A Shore Thing Find the food, find the fish
You hear it said often enough: “Find the food and you’ll find the fish,” but it’s true. So how does a surfcaster or rock-fisher turn this knowledge into fishing success? Read on and Andy Macleod will reveal all…
We had a fantastic summer down here in the capital. I think we’ve experienced calmer summers, but it’s hard to remember one that was so consistently warm and pleasant. This really helped to bump up water temperatures and keep our warm-water visitors hanging around (notably snapper). The first-ever recorded broadbill swordfish was taken from Cook Strait this year, and even as I write (in early May) the water remains warm, with snapper and kingfish still making up catches, and appears likely to stay that way for weeks to come.
I made the most of the balmy summer weather and did a fair bit of diving around the outer harbour and the entrance. In these areas the water temperature has hovered around 18-19°C and huge numbers of baitfish have moved in – juvenile kahawai, yellowtail mackerel, anchovies and yelloweyed mullet in particular. When I say huge numbers, I mean huge – literally thousands and thousands – so it comes as no surprise that they have been followed by larger kahawai and kingfish.
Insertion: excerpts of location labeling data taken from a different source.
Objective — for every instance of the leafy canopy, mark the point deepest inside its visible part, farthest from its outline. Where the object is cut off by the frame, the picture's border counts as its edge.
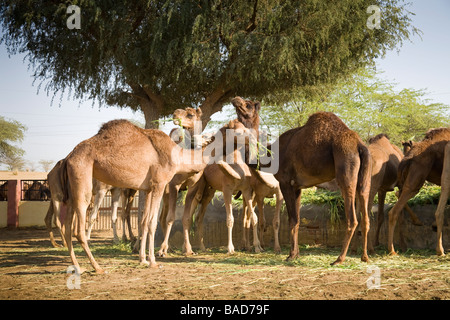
(168, 54)
(368, 104)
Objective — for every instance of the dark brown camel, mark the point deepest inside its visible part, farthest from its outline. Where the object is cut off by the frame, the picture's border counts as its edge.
(321, 150)
(445, 194)
(125, 156)
(215, 178)
(422, 163)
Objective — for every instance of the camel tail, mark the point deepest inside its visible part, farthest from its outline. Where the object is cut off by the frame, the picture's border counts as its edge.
(364, 174)
(402, 173)
(64, 180)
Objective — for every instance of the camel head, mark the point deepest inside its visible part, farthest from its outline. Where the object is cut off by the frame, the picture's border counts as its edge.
(247, 112)
(187, 118)
(407, 145)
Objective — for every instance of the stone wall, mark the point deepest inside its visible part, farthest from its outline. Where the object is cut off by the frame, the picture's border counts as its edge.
(315, 228)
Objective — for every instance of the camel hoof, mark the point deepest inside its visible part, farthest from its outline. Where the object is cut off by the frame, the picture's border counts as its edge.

On the days when wind has been absent and the water crystal-clear, dolphins have also ventured into the harbour to merrily smash-up the baitfish schools.
This phenomenon has been interesting to closely observe, because those who fish Wellington Harbour throughout the year know only too well that the fishing slows down considerably when the water cools (it gets down as low as 11°C in a cold winter). Baitfish disappear into deeper water, fish metabolisms slow down, and enticing bites (from the shore at least) becomes an exercise
in patience. This pattern contrasts starkly with warm-water fishing, where lure fishing and bottom fishing regularly produce kahawai (snapper are also caught on the bottom) and live baits account for the odd kingfish.
During my childhood in Dunedin I witnessed similar seasonal patterns in Otago Harbour. In late summer and early autumn there would often be spectacular scenes in the outer harbour when large quantities of krill were pushed in on the tide. With this krill came southern flat-bodied sprats, mackerel, yelloweyed mullet, barracouta and quinnat salmon. Again, by finding the food one could cash in on the top-to-bottom food chain processes going on, easily catching the mullet and barracouta on silver-slice spinners.
But finding the food is not just about finding baitfish. Many of our favourite shore-caught species are bottom grubbers, feeding mainly on shellfish and paddle crabs. On the western coast of the lower North Island the more shellfish you can locate the more likely you are to cash in on the seasonal snapper population. As one moves north of the Kapiti Coast and the population pressures of the Wellington urban area, the beaches become richer in shellfish (tuatua especially) and the chances of catching snapper increase markedly.
But shellfish are not spread uniformly along the beaches, instead tending to occur in patches. Consequently, the best way to locate them is by looking for washed-up shells along the highwater mark. Then, having found the shells, cast out in front of them – there’s every chance you’ll be casting baits in amongst the fish. (Interestingly, it doesn’t seem necessary to ‘match the hatch’; just
presenting an attractive bait in amongst natural shellfish beds is often enough to earn a bite.)
Birds working above baitfish are the classic giveaway of fish presence too, but there are other – sometimes left-field – ways of locating fish.
For example, the deep gravel beaches of the Wairarapa provide prolific surfcasting for red cod in the cooler months. At such times it’s not unusual to see fat fur seals lying on the beach, which slip in now and again for an easy feed. The red cod themselves are usually gorging on the paddle crabs that seem to move inshore in huge numbers to breed over the cold months.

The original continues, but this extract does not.